Congressman Jim Sensenbrenner’s Real ID bill that passed the House takes away jurisdiction from the federal courts to hear environmentalists’ challenges to the completion of the fence on our southern border near San Diego.

No one challenged the constitutionality of that jurisdictional provision.

Limiting the jurisdiction of the federal courts over subjects where we don’t trust the supremacist judges is the number-one way to curb the imperial judiciary … (and) requires only a simple majority vote in both Houses of Congress …”  

Schlafly added:

“In late 2004, Chief Justice William Rehnquist … included in his annual report one significant sentence …

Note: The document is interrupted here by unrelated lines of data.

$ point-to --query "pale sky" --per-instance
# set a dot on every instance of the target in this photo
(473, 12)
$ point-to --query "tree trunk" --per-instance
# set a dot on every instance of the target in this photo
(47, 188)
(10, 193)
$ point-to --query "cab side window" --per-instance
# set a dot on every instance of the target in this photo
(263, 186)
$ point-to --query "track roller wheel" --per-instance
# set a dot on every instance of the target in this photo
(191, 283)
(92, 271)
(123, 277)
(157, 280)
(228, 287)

‘There were several bills introduced in the last Congress that would limit the jurisdiction of the federal courts to decide Constitutional challenges to certain kinds of government action’ …  

Rehnquist’s report implicitly confirms that Congress has the Article 3 power to limit jurisdiction on constitutional issues and take away from the federal courts the power to continue to do the sort of damage that they have been doing for the past several decades.”

David Gregoire, writing for LibertyOneNews, March 19, 2025, quoted Law Professor Alan Dershowitz:

Alan Dershowitz ... asserted that Congress has the power to reshape the judiciary by adjusting the number and jurisdiction of district courts.”

TheGatewayPundit article March 20, 2025, stated:  

“Florida Gov. Ron DeSantis has suggested that Congress could strip federal courts of jurisdiction.   ‘Congress has the authority to strip jurisdiction of the federal courts to decide these cases in the first place.

The sabotaging of President Trump’s agenda by ‘resistance’ judges was predictable — why no jurisdiction-stripping bills tee’d up at the onset of this Congress?’”

Phyllis Schlafly concluded:

“The role that judges play in our system of government should be like that of baseball umpires …

But umpires are not permitted to change the rules of the game; the fans would not tolerate an umpire calling a batter out after two strikes.”

On October 15, 1991, during Senate confirmation hearings, Senator Thurmond asked Clarence Thomas about judicial activism, to which Thomas replied:  

"The role of a judge is a limited one. It is to ... interpret the Constitution, where called upon, but at no point to impose his or her will or ... opinion in that process."